Через минуту слегка посвежевший молодой человек подсел к столу.
– Что грустный такой? Случилось что? – поинтересовался дядя Яша, ставя перед ним ярко раскрашенную петухами чайную чашку с горячим чаем.
– Вернуться хочу, дядя Яша. Задолбала семейная жизнь, – признался тот, – Не думал, что оно всё, вот, так, выйдет.
– А, как, ты, думал? Думал, одни удовольствия тебе приготовлены? Так, ты, думал? – придвинул к нему хозяин общежития корзинку со сдобой, – Это, ты, погоди, не торопись. Женщину бросить, много ума не надо. Ты разобраться попробуй. Что она такое для тебя, теперь, есть?
– Напрягалово, – тут же выдал Анатолий, надкусывая булочку с маком.
– Хорошо, вам, молодым рассуждать. Легко вы живёте, как я посмотрю, – покачал комендант круглой головой, – Плывёте по течению, а чуть что стало не так или пошло как-то потруднее, так вы сразу в сторону. Очень вы напрягаться не любите. Себя очень любите и бережёте. Непонятно только для чего? На какие такие подвиги силы копите?
– А, вдруг, завтра война, а мы все уставшие? – улыбнулся гость.

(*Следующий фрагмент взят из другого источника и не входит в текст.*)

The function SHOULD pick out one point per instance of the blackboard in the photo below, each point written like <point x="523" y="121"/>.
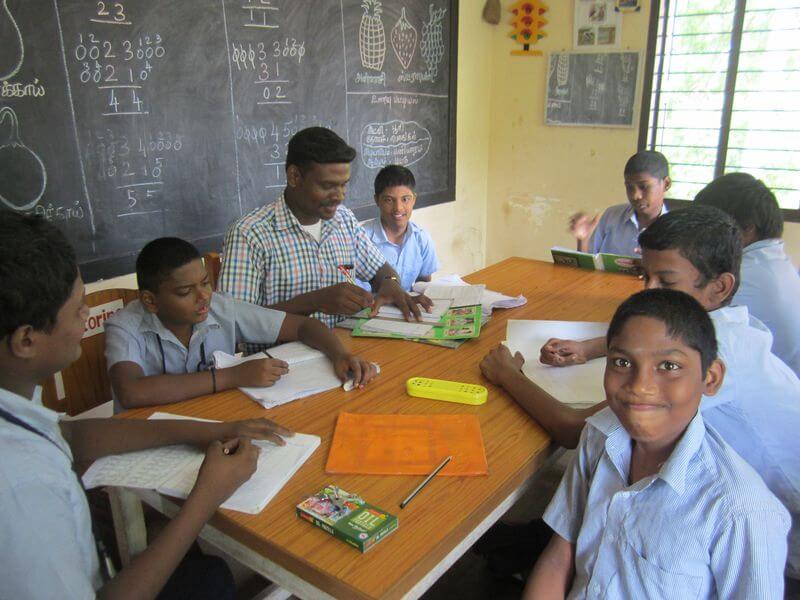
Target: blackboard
<point x="592" y="88"/>
<point x="125" y="121"/>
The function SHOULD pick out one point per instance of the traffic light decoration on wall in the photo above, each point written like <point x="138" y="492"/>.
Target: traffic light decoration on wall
<point x="527" y="24"/>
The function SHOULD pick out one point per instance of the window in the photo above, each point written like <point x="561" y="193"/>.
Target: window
<point x="724" y="93"/>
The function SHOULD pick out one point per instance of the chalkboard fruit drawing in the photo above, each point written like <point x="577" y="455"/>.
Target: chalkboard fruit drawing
<point x="432" y="46"/>
<point x="404" y="39"/>
<point x="24" y="176"/>
<point x="371" y="36"/>
<point x="12" y="50"/>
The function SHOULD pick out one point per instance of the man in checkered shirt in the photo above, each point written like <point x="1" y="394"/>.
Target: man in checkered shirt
<point x="299" y="253"/>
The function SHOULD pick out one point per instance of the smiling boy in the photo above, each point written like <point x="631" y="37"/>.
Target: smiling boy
<point x="655" y="503"/>
<point x="617" y="231"/>
<point x="159" y="348"/>
<point x="406" y="246"/>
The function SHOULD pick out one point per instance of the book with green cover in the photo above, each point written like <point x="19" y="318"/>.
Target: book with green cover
<point x="347" y="517"/>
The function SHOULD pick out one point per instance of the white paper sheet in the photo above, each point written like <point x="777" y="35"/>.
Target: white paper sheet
<point x="173" y="470"/>
<point x="579" y="385"/>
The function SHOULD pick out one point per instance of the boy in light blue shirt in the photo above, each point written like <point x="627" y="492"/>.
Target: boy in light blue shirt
<point x="656" y="504"/>
<point x="406" y="246"/>
<point x="617" y="231"/>
<point x="159" y="348"/>
<point x="770" y="285"/>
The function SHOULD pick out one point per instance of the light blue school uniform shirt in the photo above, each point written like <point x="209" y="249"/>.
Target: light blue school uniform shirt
<point x="757" y="411"/>
<point x="618" y="231"/>
<point x="415" y="257"/>
<point x="47" y="548"/>
<point x="704" y="526"/>
<point x="770" y="289"/>
<point x="136" y="335"/>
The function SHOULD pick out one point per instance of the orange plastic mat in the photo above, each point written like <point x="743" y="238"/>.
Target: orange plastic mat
<point x="407" y="445"/>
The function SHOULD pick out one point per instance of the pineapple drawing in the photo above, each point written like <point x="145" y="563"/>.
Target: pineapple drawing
<point x="432" y="46"/>
<point x="371" y="36"/>
<point x="404" y="39"/>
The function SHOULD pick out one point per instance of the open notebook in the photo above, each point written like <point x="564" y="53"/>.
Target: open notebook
<point x="172" y="470"/>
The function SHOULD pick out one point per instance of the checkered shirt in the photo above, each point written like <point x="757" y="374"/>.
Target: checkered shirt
<point x="268" y="257"/>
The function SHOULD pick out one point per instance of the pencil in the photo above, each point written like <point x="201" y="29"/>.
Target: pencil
<point x="410" y="497"/>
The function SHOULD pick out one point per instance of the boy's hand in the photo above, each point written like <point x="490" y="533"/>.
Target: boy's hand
<point x="582" y="226"/>
<point x="498" y="364"/>
<point x="343" y="299"/>
<point x="562" y="353"/>
<point x="263" y="372"/>
<point x="361" y="370"/>
<point x="226" y="466"/>
<point x="257" y="429"/>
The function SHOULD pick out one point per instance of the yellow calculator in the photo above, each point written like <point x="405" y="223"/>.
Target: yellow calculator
<point x="450" y="391"/>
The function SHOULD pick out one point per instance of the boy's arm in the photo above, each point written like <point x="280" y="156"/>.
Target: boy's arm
<point x="552" y="575"/>
<point x="562" y="422"/>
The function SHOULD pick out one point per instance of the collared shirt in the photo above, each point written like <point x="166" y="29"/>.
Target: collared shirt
<point x="133" y="334"/>
<point x="618" y="231"/>
<point x="413" y="258"/>
<point x="757" y="410"/>
<point x="269" y="258"/>
<point x="704" y="526"/>
<point x="47" y="549"/>
<point x="770" y="289"/>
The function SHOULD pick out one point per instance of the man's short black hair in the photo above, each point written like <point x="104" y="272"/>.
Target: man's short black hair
<point x="748" y="200"/>
<point x="159" y="258"/>
<point x="37" y="272"/>
<point x="317" y="145"/>
<point x="684" y="318"/>
<point x="705" y="236"/>
<point x="393" y="176"/>
<point x="648" y="161"/>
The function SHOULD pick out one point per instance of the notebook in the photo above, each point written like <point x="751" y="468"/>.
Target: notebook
<point x="172" y="470"/>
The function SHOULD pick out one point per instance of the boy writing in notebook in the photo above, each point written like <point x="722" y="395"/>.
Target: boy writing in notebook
<point x="48" y="549"/>
<point x="406" y="246"/>
<point x="159" y="348"/>
<point x="770" y="285"/>
<point x="757" y="409"/>
<point x="617" y="231"/>
<point x="655" y="504"/>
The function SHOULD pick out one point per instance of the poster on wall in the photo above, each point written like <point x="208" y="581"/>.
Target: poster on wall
<point x="597" y="25"/>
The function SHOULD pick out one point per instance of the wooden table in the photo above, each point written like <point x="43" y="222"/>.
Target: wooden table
<point x="444" y="520"/>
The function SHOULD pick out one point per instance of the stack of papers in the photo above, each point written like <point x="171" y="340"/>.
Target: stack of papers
<point x="578" y="385"/>
<point x="172" y="470"/>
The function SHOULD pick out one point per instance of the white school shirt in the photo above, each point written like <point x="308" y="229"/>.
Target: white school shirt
<point x="47" y="548"/>
<point x="770" y="289"/>
<point x="704" y="526"/>
<point x="757" y="411"/>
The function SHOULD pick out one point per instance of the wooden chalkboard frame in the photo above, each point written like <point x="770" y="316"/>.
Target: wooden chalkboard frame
<point x="584" y="55"/>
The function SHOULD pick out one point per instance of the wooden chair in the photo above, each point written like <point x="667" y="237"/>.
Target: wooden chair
<point x="85" y="384"/>
<point x="213" y="263"/>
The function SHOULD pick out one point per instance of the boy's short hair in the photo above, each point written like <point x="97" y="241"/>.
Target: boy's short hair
<point x="159" y="258"/>
<point x="683" y="316"/>
<point x="705" y="236"/>
<point x="393" y="176"/>
<point x="748" y="200"/>
<point x="317" y="145"/>
<point x="37" y="270"/>
<point x="648" y="161"/>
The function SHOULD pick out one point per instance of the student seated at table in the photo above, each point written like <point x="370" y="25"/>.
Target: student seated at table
<point x="406" y="246"/>
<point x="159" y="349"/>
<point x="617" y="231"/>
<point x="757" y="410"/>
<point x="770" y="285"/>
<point x="655" y="503"/>
<point x="301" y="253"/>
<point x="48" y="548"/>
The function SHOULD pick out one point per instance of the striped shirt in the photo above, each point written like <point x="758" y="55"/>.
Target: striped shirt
<point x="704" y="526"/>
<point x="268" y="257"/>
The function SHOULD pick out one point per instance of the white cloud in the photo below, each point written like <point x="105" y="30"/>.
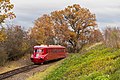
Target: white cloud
<point x="107" y="11"/>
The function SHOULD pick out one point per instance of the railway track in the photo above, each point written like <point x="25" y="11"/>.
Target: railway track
<point x="16" y="71"/>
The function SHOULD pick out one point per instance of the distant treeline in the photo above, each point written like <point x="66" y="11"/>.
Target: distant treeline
<point x="72" y="27"/>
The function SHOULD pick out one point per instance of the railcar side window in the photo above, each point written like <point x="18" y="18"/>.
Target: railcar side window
<point x="38" y="50"/>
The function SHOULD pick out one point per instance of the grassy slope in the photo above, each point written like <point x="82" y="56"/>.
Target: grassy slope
<point x="100" y="63"/>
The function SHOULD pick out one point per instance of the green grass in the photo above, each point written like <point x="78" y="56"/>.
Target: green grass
<point x="99" y="63"/>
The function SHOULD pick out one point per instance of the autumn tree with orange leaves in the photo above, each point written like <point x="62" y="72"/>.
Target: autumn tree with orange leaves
<point x="5" y="10"/>
<point x="71" y="27"/>
<point x="42" y="31"/>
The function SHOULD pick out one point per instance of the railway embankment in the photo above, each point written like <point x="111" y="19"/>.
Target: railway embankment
<point x="97" y="63"/>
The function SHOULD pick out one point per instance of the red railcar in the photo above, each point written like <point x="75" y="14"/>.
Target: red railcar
<point x="47" y="52"/>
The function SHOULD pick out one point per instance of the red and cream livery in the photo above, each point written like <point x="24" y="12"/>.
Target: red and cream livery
<point x="47" y="52"/>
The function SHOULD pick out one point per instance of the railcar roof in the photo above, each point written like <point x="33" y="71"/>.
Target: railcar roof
<point x="49" y="46"/>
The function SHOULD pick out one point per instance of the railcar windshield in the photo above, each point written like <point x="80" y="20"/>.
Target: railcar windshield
<point x="38" y="50"/>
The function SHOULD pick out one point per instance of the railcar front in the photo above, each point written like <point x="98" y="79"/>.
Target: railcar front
<point x="38" y="55"/>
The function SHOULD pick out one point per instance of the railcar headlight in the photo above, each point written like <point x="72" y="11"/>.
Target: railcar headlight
<point x="37" y="55"/>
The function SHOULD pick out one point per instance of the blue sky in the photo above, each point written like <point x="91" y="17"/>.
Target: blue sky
<point x="107" y="11"/>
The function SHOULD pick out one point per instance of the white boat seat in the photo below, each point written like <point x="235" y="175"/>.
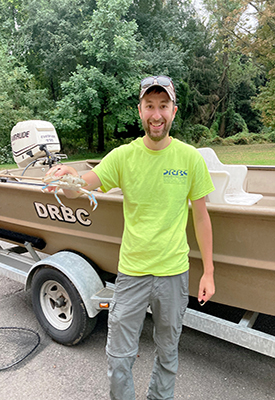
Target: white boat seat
<point x="228" y="181"/>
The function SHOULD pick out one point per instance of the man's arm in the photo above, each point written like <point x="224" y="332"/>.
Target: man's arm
<point x="203" y="232"/>
<point x="90" y="177"/>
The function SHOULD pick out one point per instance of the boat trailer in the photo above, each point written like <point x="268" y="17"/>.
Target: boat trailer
<point x="20" y="262"/>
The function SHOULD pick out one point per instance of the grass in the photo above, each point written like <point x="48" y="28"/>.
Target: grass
<point x="250" y="154"/>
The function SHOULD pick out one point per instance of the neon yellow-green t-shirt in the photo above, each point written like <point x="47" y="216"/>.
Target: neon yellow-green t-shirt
<point x="156" y="186"/>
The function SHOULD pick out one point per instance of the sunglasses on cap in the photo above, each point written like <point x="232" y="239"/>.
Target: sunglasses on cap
<point x="164" y="81"/>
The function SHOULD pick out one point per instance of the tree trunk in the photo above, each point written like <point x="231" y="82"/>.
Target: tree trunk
<point x="224" y="94"/>
<point x="90" y="125"/>
<point x="100" y="144"/>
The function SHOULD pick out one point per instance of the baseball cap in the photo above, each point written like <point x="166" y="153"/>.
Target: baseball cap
<point x="163" y="81"/>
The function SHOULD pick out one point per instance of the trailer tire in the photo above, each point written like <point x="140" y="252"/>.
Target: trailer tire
<point x="59" y="308"/>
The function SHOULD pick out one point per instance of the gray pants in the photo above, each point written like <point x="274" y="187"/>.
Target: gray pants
<point x="168" y="298"/>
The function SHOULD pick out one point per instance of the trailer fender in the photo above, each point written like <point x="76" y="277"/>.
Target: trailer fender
<point x="78" y="271"/>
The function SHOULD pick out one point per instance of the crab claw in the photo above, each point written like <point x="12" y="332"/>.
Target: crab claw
<point x="91" y="197"/>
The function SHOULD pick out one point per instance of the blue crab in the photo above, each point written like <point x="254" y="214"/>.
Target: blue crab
<point x="69" y="182"/>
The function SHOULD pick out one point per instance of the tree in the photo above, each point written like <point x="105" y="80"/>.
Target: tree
<point x="51" y="40"/>
<point x="105" y="93"/>
<point x="20" y="98"/>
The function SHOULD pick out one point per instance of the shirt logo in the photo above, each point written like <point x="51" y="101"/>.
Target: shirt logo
<point x="174" y="176"/>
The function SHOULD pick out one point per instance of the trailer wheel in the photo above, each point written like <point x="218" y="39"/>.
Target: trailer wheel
<point x="59" y="307"/>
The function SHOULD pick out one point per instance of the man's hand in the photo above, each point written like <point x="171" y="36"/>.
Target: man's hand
<point x="60" y="170"/>
<point x="206" y="288"/>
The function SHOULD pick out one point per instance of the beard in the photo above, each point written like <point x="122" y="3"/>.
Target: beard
<point x="157" y="136"/>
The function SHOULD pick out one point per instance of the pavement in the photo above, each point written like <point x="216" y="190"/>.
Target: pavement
<point x="209" y="368"/>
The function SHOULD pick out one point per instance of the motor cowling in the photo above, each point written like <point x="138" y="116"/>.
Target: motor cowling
<point x="31" y="140"/>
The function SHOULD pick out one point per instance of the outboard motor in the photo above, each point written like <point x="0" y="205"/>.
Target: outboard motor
<point x="33" y="141"/>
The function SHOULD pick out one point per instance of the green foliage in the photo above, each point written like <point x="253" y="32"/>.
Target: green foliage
<point x="6" y="155"/>
<point x="78" y="63"/>
<point x="19" y="98"/>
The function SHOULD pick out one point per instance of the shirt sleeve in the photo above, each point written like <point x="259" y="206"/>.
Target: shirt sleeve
<point x="201" y="180"/>
<point x="108" y="171"/>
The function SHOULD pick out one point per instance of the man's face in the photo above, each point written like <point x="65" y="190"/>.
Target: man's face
<point x="157" y="113"/>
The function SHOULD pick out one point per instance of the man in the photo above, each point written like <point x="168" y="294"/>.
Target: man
<point x="158" y="176"/>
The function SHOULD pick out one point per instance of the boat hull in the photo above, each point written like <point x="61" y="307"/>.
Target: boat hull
<point x="244" y="250"/>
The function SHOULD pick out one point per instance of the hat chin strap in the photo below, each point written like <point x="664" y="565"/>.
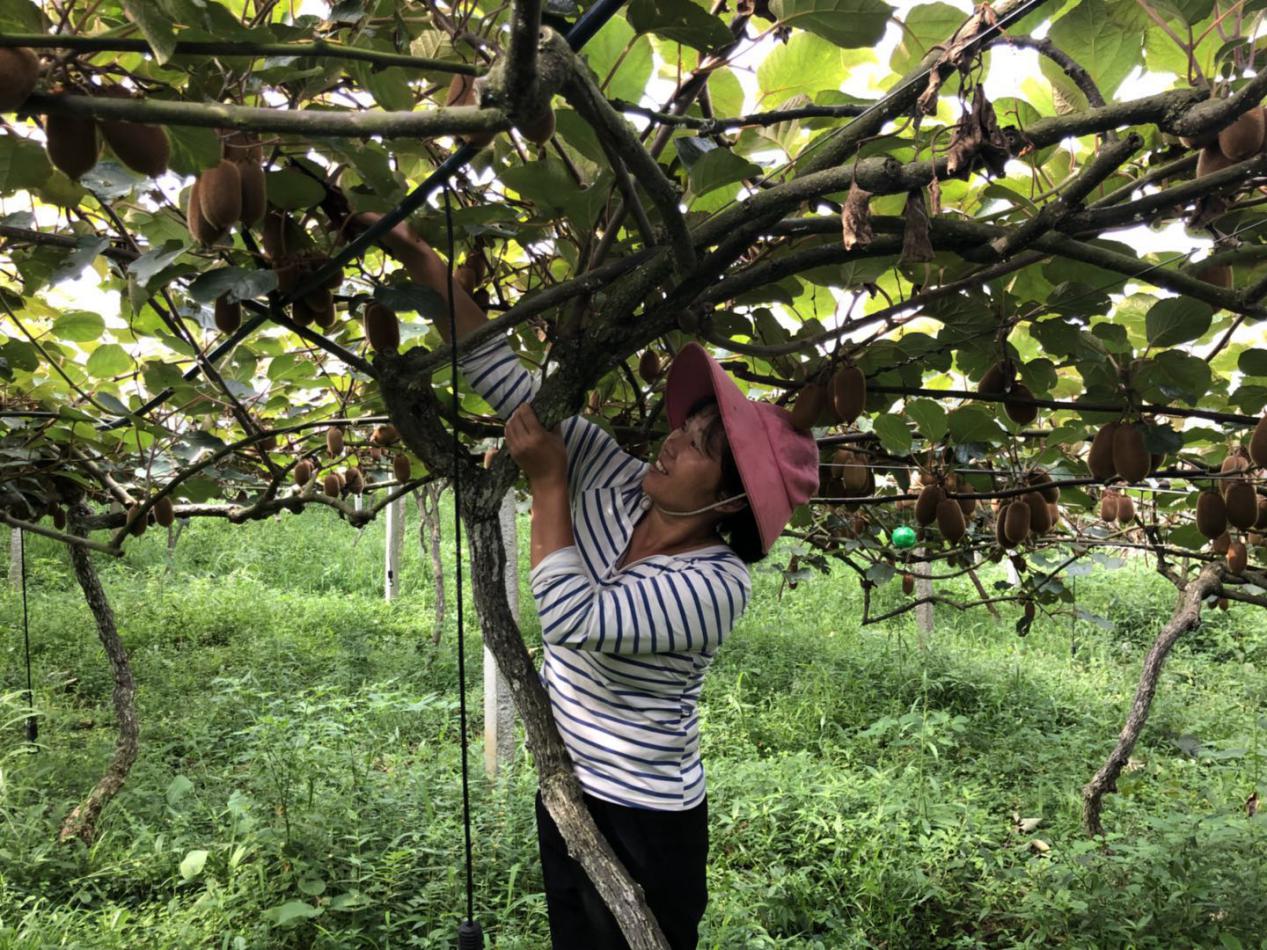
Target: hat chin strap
<point x="701" y="511"/>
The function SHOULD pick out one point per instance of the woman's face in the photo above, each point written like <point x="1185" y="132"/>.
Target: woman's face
<point x="691" y="475"/>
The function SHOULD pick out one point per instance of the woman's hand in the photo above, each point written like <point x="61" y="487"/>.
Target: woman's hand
<point x="542" y="455"/>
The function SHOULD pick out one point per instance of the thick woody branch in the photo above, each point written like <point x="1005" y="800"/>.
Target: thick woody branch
<point x="587" y="99"/>
<point x="1187" y="614"/>
<point x="1050" y="215"/>
<point x="458" y="120"/>
<point x="218" y="47"/>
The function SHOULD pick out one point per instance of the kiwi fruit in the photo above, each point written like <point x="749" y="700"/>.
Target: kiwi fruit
<point x="1243" y="137"/>
<point x="540" y="128"/>
<point x="1109" y="507"/>
<point x="228" y="316"/>
<point x="1211" y="514"/>
<point x="382" y="327"/>
<point x="997" y="379"/>
<point x="1018" y="407"/>
<point x="199" y="228"/>
<point x="1043" y="484"/>
<point x="255" y="195"/>
<point x="461" y="91"/>
<point x="649" y="366"/>
<point x="385" y="435"/>
<point x="848" y="393"/>
<point x="808" y="404"/>
<point x="1016" y="522"/>
<point x="1238" y="559"/>
<point x="1219" y="275"/>
<point x="402" y="468"/>
<point x="1100" y="455"/>
<point x="1125" y="509"/>
<point x="1235" y="464"/>
<point x="143" y="148"/>
<point x="1258" y="443"/>
<point x="1129" y="457"/>
<point x="19" y="71"/>
<point x="303" y="471"/>
<point x="221" y="194"/>
<point x="71" y="143"/>
<point x="136" y="525"/>
<point x="853" y="470"/>
<point x="1242" y="503"/>
<point x="1040" y="518"/>
<point x="950" y="521"/>
<point x="926" y="504"/>
<point x="165" y="512"/>
<point x="1211" y="160"/>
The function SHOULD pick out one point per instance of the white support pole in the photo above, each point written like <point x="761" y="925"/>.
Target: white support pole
<point x="15" y="557"/>
<point x="498" y="706"/>
<point x="924" y="589"/>
<point x="394" y="546"/>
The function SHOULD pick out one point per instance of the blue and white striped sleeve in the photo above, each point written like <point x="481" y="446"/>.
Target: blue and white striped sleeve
<point x="594" y="460"/>
<point x="653" y="611"/>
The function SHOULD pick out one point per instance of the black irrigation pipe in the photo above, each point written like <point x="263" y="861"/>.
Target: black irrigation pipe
<point x="580" y="33"/>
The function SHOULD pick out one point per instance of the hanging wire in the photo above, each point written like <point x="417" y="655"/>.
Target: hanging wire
<point x="469" y="935"/>
<point x="32" y="725"/>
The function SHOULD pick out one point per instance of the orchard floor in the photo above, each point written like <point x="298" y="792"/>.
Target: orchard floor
<point x="298" y="782"/>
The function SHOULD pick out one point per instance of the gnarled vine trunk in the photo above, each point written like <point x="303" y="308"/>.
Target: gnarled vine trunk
<point x="81" y="822"/>
<point x="1187" y="614"/>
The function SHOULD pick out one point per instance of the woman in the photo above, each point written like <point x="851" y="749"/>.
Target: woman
<point x="639" y="571"/>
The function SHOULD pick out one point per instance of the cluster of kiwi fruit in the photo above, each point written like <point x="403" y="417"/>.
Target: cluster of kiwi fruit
<point x="74" y="142"/>
<point x="229" y="193"/>
<point x="1030" y="514"/>
<point x="1118" y="450"/>
<point x="352" y="479"/>
<point x="841" y="398"/>
<point x="1234" y="504"/>
<point x="162" y="513"/>
<point x="464" y="90"/>
<point x="1000" y="380"/>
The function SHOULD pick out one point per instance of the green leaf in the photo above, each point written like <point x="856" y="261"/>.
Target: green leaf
<point x="893" y="435"/>
<point x="846" y="23"/>
<point x="193" y="864"/>
<point x="806" y="65"/>
<point x="974" y="423"/>
<point x="679" y="20"/>
<point x="79" y="327"/>
<point x="237" y="283"/>
<point x="710" y="167"/>
<point x="292" y="190"/>
<point x="1253" y="362"/>
<point x="155" y="24"/>
<point x="1107" y="48"/>
<point x="1177" y="319"/>
<point x="151" y="262"/>
<point x="290" y="912"/>
<point x="193" y="148"/>
<point x="930" y="417"/>
<point x="108" y="360"/>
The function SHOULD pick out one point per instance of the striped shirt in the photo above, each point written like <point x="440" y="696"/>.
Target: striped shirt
<point x="625" y="650"/>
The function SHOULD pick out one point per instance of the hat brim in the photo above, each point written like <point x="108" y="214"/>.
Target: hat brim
<point x="696" y="375"/>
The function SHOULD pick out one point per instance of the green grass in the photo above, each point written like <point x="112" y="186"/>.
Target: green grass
<point x="300" y="756"/>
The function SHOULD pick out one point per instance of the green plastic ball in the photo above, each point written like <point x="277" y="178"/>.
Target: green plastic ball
<point x="904" y="536"/>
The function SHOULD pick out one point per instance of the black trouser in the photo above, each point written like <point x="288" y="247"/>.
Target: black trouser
<point x="667" y="853"/>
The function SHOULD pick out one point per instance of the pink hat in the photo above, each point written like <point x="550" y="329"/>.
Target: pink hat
<point x="777" y="462"/>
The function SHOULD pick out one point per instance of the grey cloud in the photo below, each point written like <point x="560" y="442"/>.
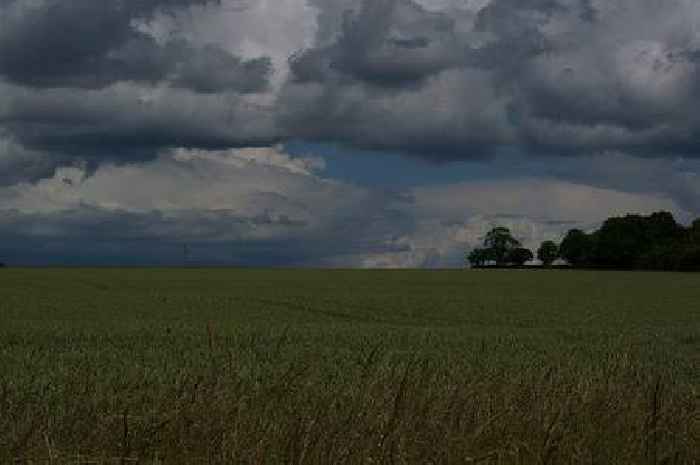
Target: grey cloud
<point x="94" y="43"/>
<point x="562" y="77"/>
<point x="129" y="123"/>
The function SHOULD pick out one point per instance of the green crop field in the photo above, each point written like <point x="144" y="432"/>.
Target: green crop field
<point x="117" y="366"/>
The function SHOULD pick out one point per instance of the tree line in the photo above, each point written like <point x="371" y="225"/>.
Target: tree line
<point x="632" y="242"/>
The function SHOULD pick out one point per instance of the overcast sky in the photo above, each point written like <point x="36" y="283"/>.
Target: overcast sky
<point x="349" y="133"/>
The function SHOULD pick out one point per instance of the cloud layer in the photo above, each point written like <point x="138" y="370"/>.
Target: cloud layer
<point x="155" y="123"/>
<point x="264" y="207"/>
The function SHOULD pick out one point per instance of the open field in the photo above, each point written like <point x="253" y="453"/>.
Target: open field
<point x="348" y="367"/>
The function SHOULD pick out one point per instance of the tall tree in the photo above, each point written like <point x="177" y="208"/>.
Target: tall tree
<point x="577" y="248"/>
<point x="548" y="253"/>
<point x="500" y="242"/>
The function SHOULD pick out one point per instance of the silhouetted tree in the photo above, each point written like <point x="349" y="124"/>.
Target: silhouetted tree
<point x="576" y="248"/>
<point x="478" y="257"/>
<point x="500" y="242"/>
<point x="548" y="252"/>
<point x="520" y="256"/>
<point x="625" y="242"/>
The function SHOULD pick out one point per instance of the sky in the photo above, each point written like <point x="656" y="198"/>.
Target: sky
<point x="337" y="133"/>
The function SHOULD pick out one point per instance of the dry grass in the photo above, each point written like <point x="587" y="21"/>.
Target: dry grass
<point x="342" y="369"/>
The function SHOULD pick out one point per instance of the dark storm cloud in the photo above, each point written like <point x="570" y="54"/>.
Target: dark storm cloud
<point x="388" y="44"/>
<point x="540" y="76"/>
<point x="94" y="43"/>
<point x="88" y="80"/>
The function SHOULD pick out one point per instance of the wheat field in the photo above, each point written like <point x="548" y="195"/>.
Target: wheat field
<point x="217" y="366"/>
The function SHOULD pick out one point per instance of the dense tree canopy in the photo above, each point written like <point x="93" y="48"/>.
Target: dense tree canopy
<point x="655" y="242"/>
<point x="501" y="248"/>
<point x="548" y="252"/>
<point x="500" y="242"/>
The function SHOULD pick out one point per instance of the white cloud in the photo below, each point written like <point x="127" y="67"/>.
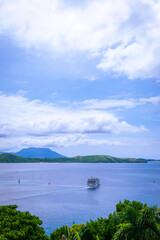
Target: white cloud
<point x="21" y="117"/>
<point x="118" y="103"/>
<point x="124" y="34"/>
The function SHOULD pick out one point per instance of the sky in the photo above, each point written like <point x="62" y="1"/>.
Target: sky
<point x="80" y="77"/>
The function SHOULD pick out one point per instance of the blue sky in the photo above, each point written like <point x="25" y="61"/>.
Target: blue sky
<point x="80" y="77"/>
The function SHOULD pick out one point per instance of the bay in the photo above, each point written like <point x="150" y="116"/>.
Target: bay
<point x="57" y="192"/>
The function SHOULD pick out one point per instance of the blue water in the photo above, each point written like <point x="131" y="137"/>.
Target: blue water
<point x="67" y="198"/>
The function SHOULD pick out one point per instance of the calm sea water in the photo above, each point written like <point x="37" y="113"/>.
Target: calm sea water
<point x="67" y="198"/>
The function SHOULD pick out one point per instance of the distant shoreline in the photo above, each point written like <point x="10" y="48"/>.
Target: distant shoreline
<point x="11" y="158"/>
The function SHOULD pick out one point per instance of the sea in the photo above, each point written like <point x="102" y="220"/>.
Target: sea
<point x="58" y="194"/>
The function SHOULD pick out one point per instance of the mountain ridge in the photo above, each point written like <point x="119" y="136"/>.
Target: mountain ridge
<point x="11" y="158"/>
<point x="34" y="152"/>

– То, что вы все себя там, как надо, покажете, в этом я нисколько не сомневаюсь. На один рывок всех вас хватает, если, конечно, наподдать сзади, как следует. Но жизнь не война. На рывок её не возьмёшь. Она требует постоянных усилий. Каждый день. Каких-то поступков, действий. А вот их-то вам совершить, никак не получается. Боитесь вы все поступки совершать, что ли?
– Какие поступки?
– Разные. Пока вам не скажешь, что надо сделать, вы ничего сами не сделаете. Лампочку в патрон не ввернёте. Будете в темноте сидеть, глаза себе портить, а лампочку не замените. Как это расценивать? Такое впечатление, как будто в вас жизненной энергии мало осталось. Несете её в себе, и расплескать боитесь.
– Может, и, правда, мало, – согласился молодой человек.
– Когда человек сильный, когда он наполнен жизненной силой, – продолжил рассуждения комендант, – то он за всякое дело хватается. Всем помогает. А вы только о себе думаете. Каждый своё бережёт. Делиться своим не хочет. Да… Надо её в вас как-то накачивать. Заливать, как бензин в машину. А как?.. Если бы я знал, как… Нас, в своё время, на поступки партия поднимала. Большой сильной ногой. Сейчас партии нет. Да, и поднимать не на что. Может, от того вы все на боку и лежите.
– Может от того и лежим. Мне бы тоже куда-нибудь прилечь не помешало бы. Есть где-нибудь для меня местечко?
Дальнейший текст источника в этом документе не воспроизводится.